つまずきを最短で立て直す(復習の手順と学年の戻り方)
間違いを3種類に分けると、対策が早くなる
つまずきは、大きく①計算ミス ②読み取りミス ③図形の見落としに分かれます。原因が違うのに同じ対策をすると、時間だけが過ぎます。家庭では、間違えた問題にどのミスか印をつけるだけでも効果的です。分類できると、次にやるべきことが明確になります。
解き直しは「3回ルール」で仕上げる
1回解き直して終わりにすると、定着しないことが多いです。おすすめは、①その場で解き直し ②翌日にもう一度 ③1週間後に確認の3回です。3回目でスムーズに解ければ合格、引っかかるなら類題を追加します。自主学習では少ない問題数でも深く仕上げることが大切です。
教科書の例題に戻ると「抜け」が見つかりやすい
応用問題で止まったときは、いきなり難問を増やすより、教科書レベルの例題に戻る方が早いことがあります。例題の解き方を見て、同じ型で類題を2〜3問解くと流れがつかめます。そこで理解できたら、もう一度元の問題へ戻ります。遠回りに見えて、実は最短ルートになりやすいと思います。
3〜4年生の土台が原因なら、戻り学習で回復できる
5年生のつまずきに見えて、原因が3〜4年生の内容(わり算の感覚、小数・分数の入り口、面積の考え方)にあることもあります。そんなときは、学年を下げて確認すると、驚くほどスムーズに進むことがあります。3年生の基礎を見直したい場合は、こちらの記事も参考になります:自主学習で伸ばす小学3年生の算数|自学ノートのネタ・プリント活用・習慣化で計算と文章題を強くする。
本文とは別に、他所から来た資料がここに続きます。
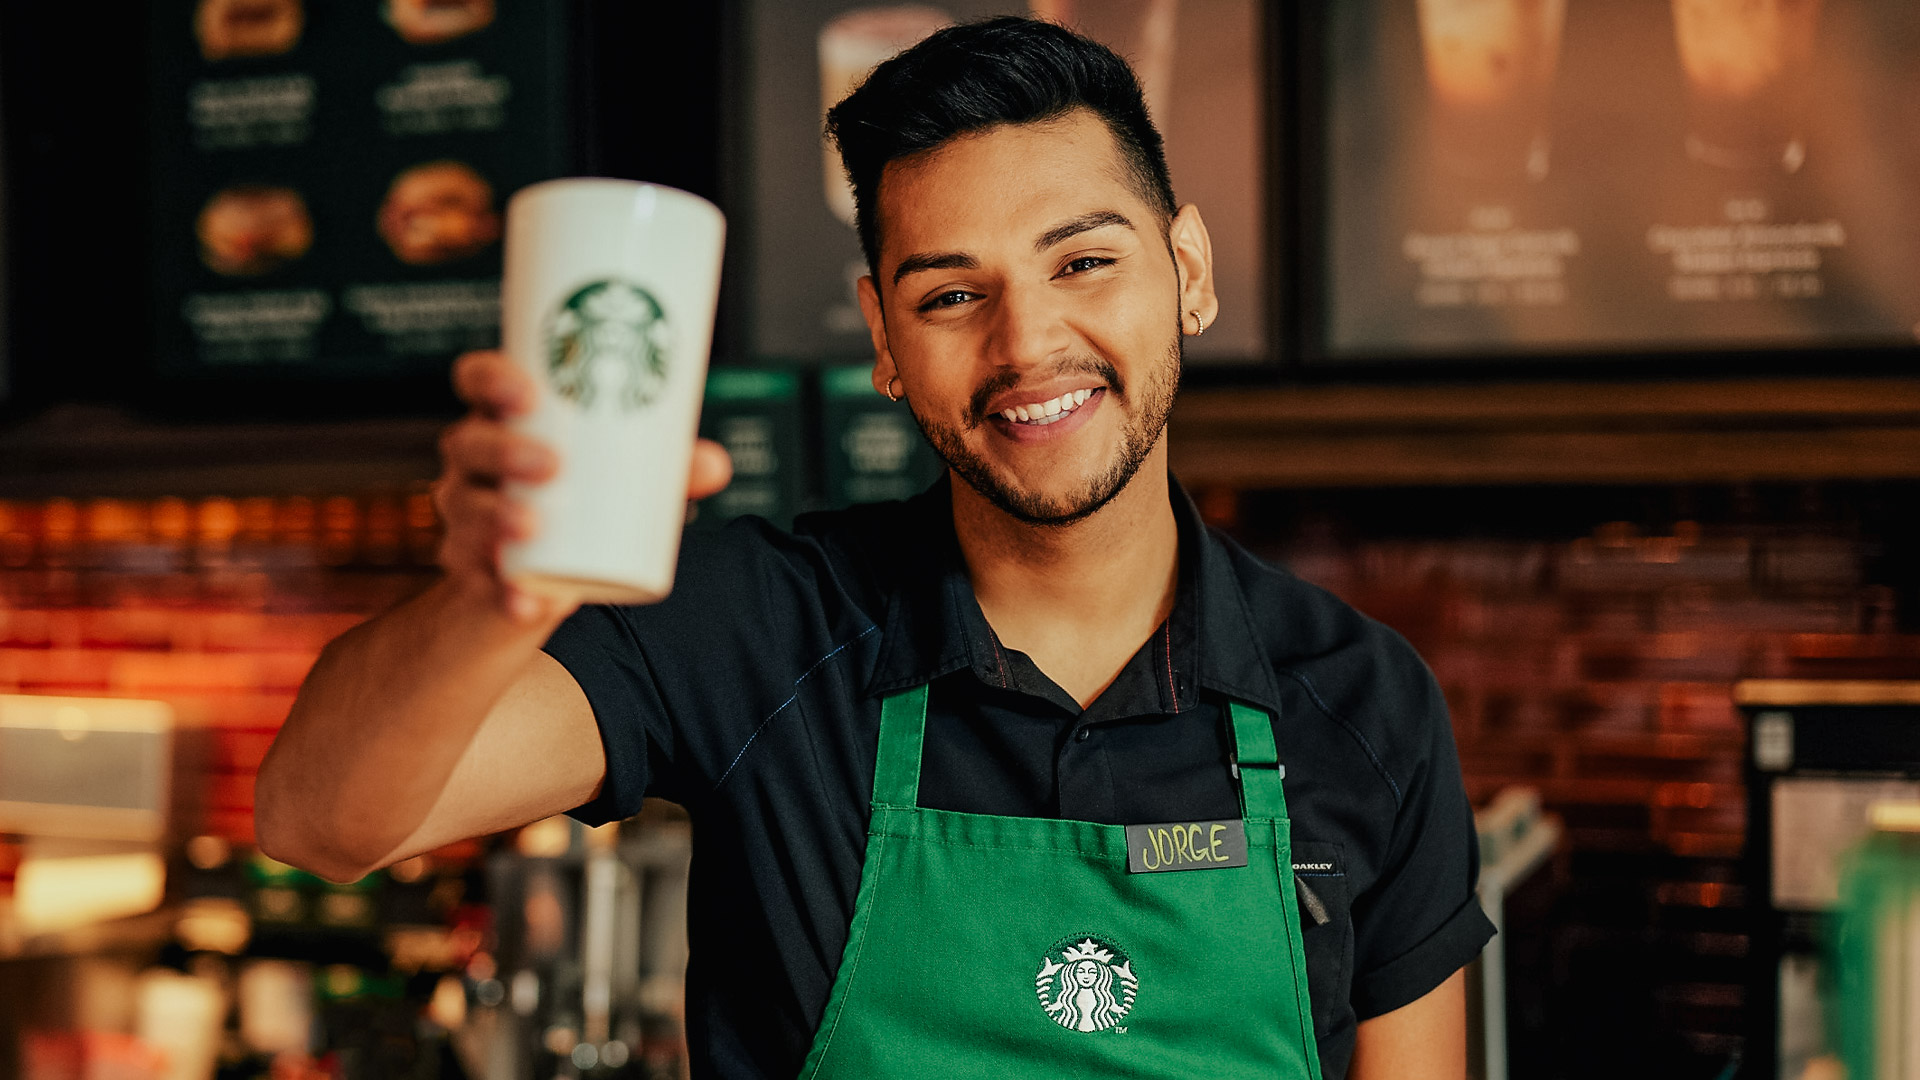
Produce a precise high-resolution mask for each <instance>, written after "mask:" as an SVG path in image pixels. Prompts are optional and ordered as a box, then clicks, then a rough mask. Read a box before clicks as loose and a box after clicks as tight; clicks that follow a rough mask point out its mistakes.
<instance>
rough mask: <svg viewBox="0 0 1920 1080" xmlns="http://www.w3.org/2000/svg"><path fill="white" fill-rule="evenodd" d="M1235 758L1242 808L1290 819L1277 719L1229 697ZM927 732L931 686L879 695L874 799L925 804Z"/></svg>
mask: <svg viewBox="0 0 1920 1080" xmlns="http://www.w3.org/2000/svg"><path fill="white" fill-rule="evenodd" d="M1227 707H1229V711H1231V713H1233V759H1235V773H1238V776H1240V813H1242V815H1244V817H1265V819H1275V821H1286V796H1284V792H1283V790H1281V778H1283V776H1284V774H1286V767H1284V765H1281V751H1279V748H1277V746H1275V744H1273V721H1271V719H1269V717H1267V713H1263V711H1261V709H1256V707H1252V705H1242V703H1240V701H1229V703H1227ZM925 734H927V686H925V684H920V686H912V688H908V690H900V692H899V694H889V696H885V698H881V701H879V748H877V751H876V755H874V803H876V805H891V807H912V805H920V749H922V744H924V742H925Z"/></svg>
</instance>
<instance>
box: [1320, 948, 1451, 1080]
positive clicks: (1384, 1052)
mask: <svg viewBox="0 0 1920 1080" xmlns="http://www.w3.org/2000/svg"><path fill="white" fill-rule="evenodd" d="M1465 1076H1467V970H1465V969H1461V970H1455V972H1453V974H1450V976H1448V980H1446V982H1442V984H1440V986H1436V988H1432V990H1428V992H1427V995H1425V997H1417V999H1413V1001H1409V1003H1407V1005H1402V1007H1400V1009H1394V1011H1392V1013H1384V1015H1380V1017H1373V1019H1367V1020H1361V1022H1359V1028H1357V1030H1356V1036H1354V1065H1352V1068H1348V1080H1465Z"/></svg>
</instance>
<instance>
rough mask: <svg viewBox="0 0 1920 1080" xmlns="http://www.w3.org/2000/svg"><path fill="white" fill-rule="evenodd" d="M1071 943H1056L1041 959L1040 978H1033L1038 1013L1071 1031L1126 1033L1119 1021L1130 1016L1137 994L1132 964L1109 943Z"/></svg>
mask: <svg viewBox="0 0 1920 1080" xmlns="http://www.w3.org/2000/svg"><path fill="white" fill-rule="evenodd" d="M1075 938H1079V940H1075ZM1075 938H1064V940H1060V942H1056V944H1054V947H1052V949H1046V955H1044V957H1041V974H1037V976H1035V978H1033V990H1035V992H1037V994H1039V995H1041V1009H1046V1015H1048V1017H1052V1020H1054V1022H1056V1024H1060V1026H1062V1028H1069V1030H1075V1032H1104V1030H1110V1028H1112V1030H1121V1032H1123V1030H1127V1028H1121V1026H1119V1022H1121V1020H1125V1019H1127V1013H1131V1011H1133V997H1135V994H1139V990H1140V980H1139V976H1135V974H1133V961H1131V959H1127V953H1123V951H1121V949H1119V945H1116V944H1112V942H1104V940H1100V938H1087V936H1077V934H1075Z"/></svg>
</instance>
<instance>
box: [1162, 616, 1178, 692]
mask: <svg viewBox="0 0 1920 1080" xmlns="http://www.w3.org/2000/svg"><path fill="white" fill-rule="evenodd" d="M1160 628H1162V630H1165V638H1162V640H1164V642H1165V650H1167V698H1171V700H1173V711H1175V713H1179V711H1181V690H1179V686H1173V619H1167V621H1165V623H1162V625H1160Z"/></svg>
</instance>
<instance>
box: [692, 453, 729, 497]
mask: <svg viewBox="0 0 1920 1080" xmlns="http://www.w3.org/2000/svg"><path fill="white" fill-rule="evenodd" d="M730 480H733V459H732V457H728V454H726V448H724V446H720V444H718V442H714V440H710V438H703V440H699V442H695V444H693V469H691V471H689V473H687V498H689V500H703V498H707V496H710V494H714V492H718V490H720V488H724V486H728V482H730Z"/></svg>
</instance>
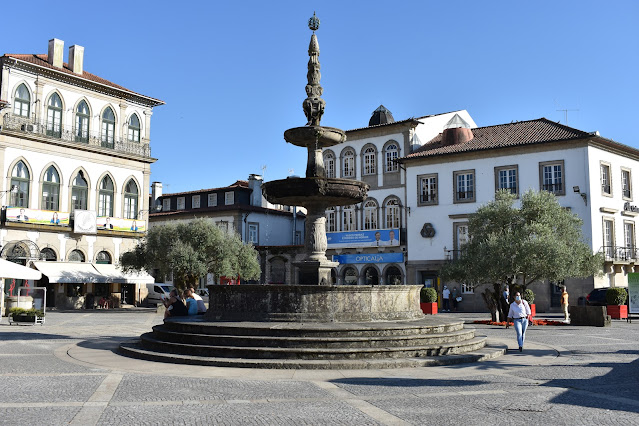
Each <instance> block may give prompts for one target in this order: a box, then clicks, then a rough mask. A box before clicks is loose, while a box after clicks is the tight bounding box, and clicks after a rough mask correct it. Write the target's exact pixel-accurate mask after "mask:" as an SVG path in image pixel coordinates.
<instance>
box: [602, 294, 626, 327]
mask: <svg viewBox="0 0 639 426" xmlns="http://www.w3.org/2000/svg"><path fill="white" fill-rule="evenodd" d="M627 296H628V294H627V293H626V289H625V288H622V287H612V288H609V289H608V291H606V303H607V304H608V305H607V310H608V315H610V318H614V319H622V318H628V305H626V298H627Z"/></svg>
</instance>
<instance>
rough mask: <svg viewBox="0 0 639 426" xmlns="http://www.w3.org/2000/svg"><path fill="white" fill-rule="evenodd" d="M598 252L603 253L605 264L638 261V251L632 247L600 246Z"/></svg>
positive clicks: (638, 251)
mask: <svg viewBox="0 0 639 426" xmlns="http://www.w3.org/2000/svg"><path fill="white" fill-rule="evenodd" d="M599 251H600V252H601V253H603V255H604V258H605V261H606V262H637V261H638V260H639V250H637V248H636V247H633V246H630V247H621V246H602V247H601V249H600V250H599Z"/></svg>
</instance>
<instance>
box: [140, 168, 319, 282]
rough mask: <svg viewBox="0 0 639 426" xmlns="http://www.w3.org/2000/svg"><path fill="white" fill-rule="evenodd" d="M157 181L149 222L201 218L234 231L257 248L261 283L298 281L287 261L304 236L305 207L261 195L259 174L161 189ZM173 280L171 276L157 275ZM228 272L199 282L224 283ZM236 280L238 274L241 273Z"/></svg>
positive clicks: (187, 220)
mask: <svg viewBox="0 0 639 426" xmlns="http://www.w3.org/2000/svg"><path fill="white" fill-rule="evenodd" d="M161 191H162V185H161V184H160V183H158V182H154V183H153V191H152V192H153V194H152V199H153V204H155V205H158V206H160V207H161V209H160V211H157V212H152V213H151V214H150V217H149V222H150V223H149V226H151V227H153V226H160V225H164V224H167V223H171V222H176V221H182V222H183V221H192V220H194V219H196V218H205V219H207V220H211V221H212V222H214V223H215V224H216V225H217V226H218V227H219V228H221V229H223V230H225V231H228V232H236V233H237V234H238V235H240V237H241V238H242V241H244V242H246V243H251V244H253V245H254V246H255V247H256V249H257V250H258V252H259V253H260V266H261V268H262V276H261V279H260V282H261V283H268V284H291V283H295V282H297V278H296V276H295V274H296V270H295V268H294V267H293V266H292V263H291V262H292V261H295V260H298V259H297V257H298V252H301V251H302V250H301V248H302V246H303V242H304V223H305V218H306V215H305V209H304V208H299V207H289V206H275V205H272V204H270V203H268V202H267V201H266V199H265V198H264V196H263V195H262V177H261V176H259V175H250V176H249V179H248V181H245V180H238V181H236V182H235V183H233V184H231V185H229V186H226V187H220V188H210V189H199V190H195V191H188V192H180V193H173V194H164V195H162V192H161ZM157 278H158V280H159V281H166V282H167V283H172V280H171V277H164V279H163V277H157ZM229 279H230V280H232V277H213V276H212V275H211V274H209V275H208V276H207V277H206V279H204V278H203V279H202V280H201V282H200V285H202V286H205V285H208V284H214V283H215V284H221V283H226V282H228V280H229ZM240 280H241V277H240Z"/></svg>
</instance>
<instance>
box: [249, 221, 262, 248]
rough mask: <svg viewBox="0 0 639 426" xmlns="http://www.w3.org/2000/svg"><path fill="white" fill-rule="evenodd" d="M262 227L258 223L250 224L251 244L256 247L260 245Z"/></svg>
mask: <svg viewBox="0 0 639 426" xmlns="http://www.w3.org/2000/svg"><path fill="white" fill-rule="evenodd" d="M259 231H260V227H259V224H258V223H256V222H249V243H253V244H254V245H258V243H259V235H260V233H259Z"/></svg>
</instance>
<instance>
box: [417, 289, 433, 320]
mask: <svg viewBox="0 0 639 426" xmlns="http://www.w3.org/2000/svg"><path fill="white" fill-rule="evenodd" d="M419 299H420V303H419V306H420V308H422V312H423V313H425V314H428V315H435V314H437V291H436V290H435V289H434V288H432V287H424V288H422V290H421V292H420V293H419Z"/></svg>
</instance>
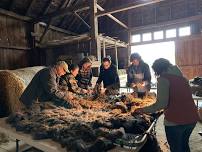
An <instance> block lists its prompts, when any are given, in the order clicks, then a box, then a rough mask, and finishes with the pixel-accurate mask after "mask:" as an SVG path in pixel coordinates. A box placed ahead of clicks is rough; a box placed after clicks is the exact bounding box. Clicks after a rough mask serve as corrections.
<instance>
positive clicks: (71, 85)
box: [60, 64, 89, 95]
mask: <svg viewBox="0 0 202 152" xmlns="http://www.w3.org/2000/svg"><path fill="white" fill-rule="evenodd" d="M69 71H70V73H66V74H65V75H63V76H62V77H61V79H60V85H61V86H63V87H65V88H68V90H69V91H71V92H73V93H76V94H79V95H83V94H87V93H89V91H88V90H86V89H83V88H80V87H79V86H78V84H77V80H76V78H75V77H76V76H77V74H78V73H79V66H78V65H77V64H71V65H70V66H69Z"/></svg>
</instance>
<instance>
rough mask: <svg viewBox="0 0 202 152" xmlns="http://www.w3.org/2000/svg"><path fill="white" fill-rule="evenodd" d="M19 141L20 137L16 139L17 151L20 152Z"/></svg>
mask: <svg viewBox="0 0 202 152" xmlns="http://www.w3.org/2000/svg"><path fill="white" fill-rule="evenodd" d="M19 141H20V140H18V139H16V152H19Z"/></svg>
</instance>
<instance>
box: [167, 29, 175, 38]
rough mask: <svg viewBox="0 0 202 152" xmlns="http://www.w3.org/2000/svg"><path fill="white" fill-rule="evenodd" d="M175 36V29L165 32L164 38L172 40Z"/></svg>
mask: <svg viewBox="0 0 202 152" xmlns="http://www.w3.org/2000/svg"><path fill="white" fill-rule="evenodd" d="M176 36H177V32H176V29H169V30H166V38H174V37H176Z"/></svg>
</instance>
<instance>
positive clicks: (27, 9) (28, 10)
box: [25, 0, 35, 16]
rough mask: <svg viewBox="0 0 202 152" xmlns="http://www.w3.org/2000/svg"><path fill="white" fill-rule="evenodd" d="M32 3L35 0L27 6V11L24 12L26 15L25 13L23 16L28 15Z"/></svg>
mask: <svg viewBox="0 0 202 152" xmlns="http://www.w3.org/2000/svg"><path fill="white" fill-rule="evenodd" d="M34 1H35V0H31V2H30V4H29V6H28V8H27V11H26V13H25V16H27V15H28V14H29V11H30V9H31V7H32V4H33V3H34Z"/></svg>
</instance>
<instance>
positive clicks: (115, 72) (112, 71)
mask: <svg viewBox="0 0 202 152" xmlns="http://www.w3.org/2000/svg"><path fill="white" fill-rule="evenodd" d="M102 82H103V84H104V88H105V89H108V90H111V89H113V90H118V89H119V87H120V80H119V76H118V72H117V68H116V66H115V65H113V64H112V62H111V58H110V57H105V58H103V60H102V65H101V66H100V74H99V77H98V80H97V82H96V84H97V85H100V84H101V83H102Z"/></svg>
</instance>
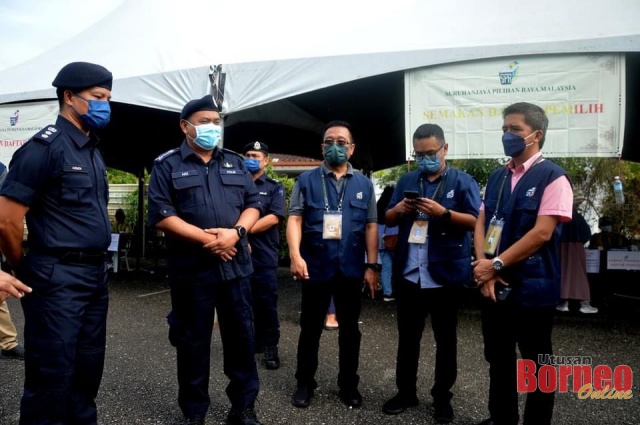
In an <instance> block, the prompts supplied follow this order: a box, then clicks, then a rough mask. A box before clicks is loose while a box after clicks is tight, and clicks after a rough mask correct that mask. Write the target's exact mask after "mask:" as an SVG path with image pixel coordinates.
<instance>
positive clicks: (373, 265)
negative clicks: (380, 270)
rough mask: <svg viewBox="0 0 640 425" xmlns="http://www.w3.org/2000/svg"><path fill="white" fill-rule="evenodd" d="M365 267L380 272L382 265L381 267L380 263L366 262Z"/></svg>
mask: <svg viewBox="0 0 640 425" xmlns="http://www.w3.org/2000/svg"><path fill="white" fill-rule="evenodd" d="M364 267H365V268H366V269H371V270H373V271H374V272H378V273H380V269H382V267H380V264H378V263H365V264H364Z"/></svg>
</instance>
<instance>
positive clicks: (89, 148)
mask: <svg viewBox="0 0 640 425" xmlns="http://www.w3.org/2000/svg"><path fill="white" fill-rule="evenodd" d="M97 142H98V140H97V138H96V137H95V136H87V135H86V134H85V133H84V132H83V131H82V130H80V129H78V128H77V127H76V126H74V125H73V124H72V123H71V122H69V121H68V120H67V119H66V118H63V117H62V116H58V119H57V120H56V124H55V125H50V126H47V127H45V128H43V129H42V130H40V132H38V133H37V134H36V135H35V136H33V137H32V138H31V139H30V140H29V141H28V142H27V143H25V144H24V145H23V146H22V147H20V149H18V150H17V151H16V152H15V154H14V155H13V158H12V159H11V162H10V164H9V173H8V174H7V178H6V180H5V182H4V184H3V185H2V190H1V192H0V194H1V195H4V196H7V197H9V198H12V199H14V200H15V201H17V202H20V203H21V204H24V205H26V206H27V207H29V211H28V212H27V216H26V218H27V226H28V228H29V236H28V244H29V249H30V250H34V251H37V250H38V249H64V248H67V249H73V250H100V251H106V249H107V248H108V246H109V244H110V242H111V223H110V221H109V213H108V211H107V204H108V202H109V185H108V183H107V168H106V167H105V164H104V161H103V159H102V156H101V155H100V152H99V151H98V150H97V148H96V144H97Z"/></svg>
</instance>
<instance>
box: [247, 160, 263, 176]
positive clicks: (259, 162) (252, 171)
mask: <svg viewBox="0 0 640 425" xmlns="http://www.w3.org/2000/svg"><path fill="white" fill-rule="evenodd" d="M244 166H245V167H247V170H248V171H249V172H250V173H251V174H255V173H257V172H259V171H260V160H259V159H254V158H247V159H245V160H244Z"/></svg>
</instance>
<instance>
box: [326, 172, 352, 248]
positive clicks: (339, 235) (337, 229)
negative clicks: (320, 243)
mask: <svg viewBox="0 0 640 425" xmlns="http://www.w3.org/2000/svg"><path fill="white" fill-rule="evenodd" d="M346 188H347V181H345V182H344V186H343V187H342V192H341V193H340V194H339V195H338V208H337V210H330V209H329V197H328V196H327V186H326V180H325V177H324V173H322V192H323V195H324V209H325V211H324V216H323V217H322V239H342V199H343V197H344V192H345V190H346Z"/></svg>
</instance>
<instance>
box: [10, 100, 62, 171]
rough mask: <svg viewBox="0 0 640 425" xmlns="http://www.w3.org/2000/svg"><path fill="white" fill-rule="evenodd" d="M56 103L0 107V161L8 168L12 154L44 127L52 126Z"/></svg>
mask: <svg viewBox="0 0 640 425" xmlns="http://www.w3.org/2000/svg"><path fill="white" fill-rule="evenodd" d="M58 111H59V107H58V101H57V100H51V101H49V100H47V101H43V102H31V103H13V104H11V105H0V161H2V162H3V163H4V164H5V165H6V166H9V162H10V161H11V157H12V156H13V153H14V152H15V151H16V150H18V148H19V147H20V146H22V145H24V144H25V142H26V141H27V140H29V139H30V138H31V137H32V136H33V135H34V134H35V133H37V132H38V131H40V130H41V129H42V128H43V127H44V126H46V125H49V124H54V123H55V122H56V118H57V116H58Z"/></svg>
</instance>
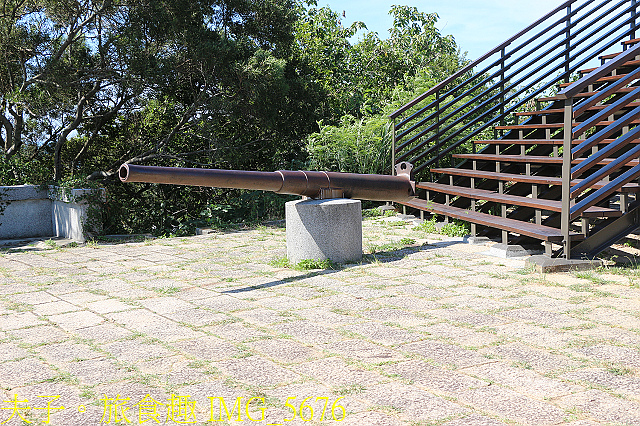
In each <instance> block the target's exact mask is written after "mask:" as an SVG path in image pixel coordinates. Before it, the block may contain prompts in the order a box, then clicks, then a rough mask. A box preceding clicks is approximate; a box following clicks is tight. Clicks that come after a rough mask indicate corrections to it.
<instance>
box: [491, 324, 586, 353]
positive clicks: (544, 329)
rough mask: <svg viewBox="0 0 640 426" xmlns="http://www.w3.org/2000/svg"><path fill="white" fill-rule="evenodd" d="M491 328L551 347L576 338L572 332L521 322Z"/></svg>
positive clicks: (552, 347)
mask: <svg viewBox="0 0 640 426" xmlns="http://www.w3.org/2000/svg"><path fill="white" fill-rule="evenodd" d="M493 329H494V330H495V331H497V333H498V335H500V336H504V337H512V338H518V339H521V340H522V341H524V342H525V343H528V344H531V345H535V346H541V347H547V348H552V349H560V348H563V347H565V346H567V345H568V344H569V343H570V342H571V341H573V340H575V338H576V336H575V335H574V334H572V333H568V332H563V331H559V330H555V329H551V328H544V327H538V326H536V325H532V324H523V323H521V322H514V323H509V324H500V325H496V326H494V327H493Z"/></svg>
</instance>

また、4年生で算数が難しくなるポイント(概数・面積・分数など)を整理しておくと、5年生の理解も安定しやすいです。あわせてこちらも役立つと思います:小学4年生の算数が難しくなる原因はここ!概数・面積・分数を家庭学習で固める方法。
まとめ
小学5年生の算数は、計算・文章題・図形が同時に伸びやすい一方で、つまずきが見えにくく積み重なりやすい学年だと思います。だからこそ、自主学習では短時間でも続く設計と、自学ノートの型、プリントでの反復を組み合わせるのが効果的です。
学習がうまくいかないときは、間違いを分類し、解き直しを仕組みにし、必要なら教科書例題や下の学年に戻ることも大切です。家庭での積み上げが安定すると、塾の学習も吸収しやすくなり、受験算数の準備も進めやすくなると考えます。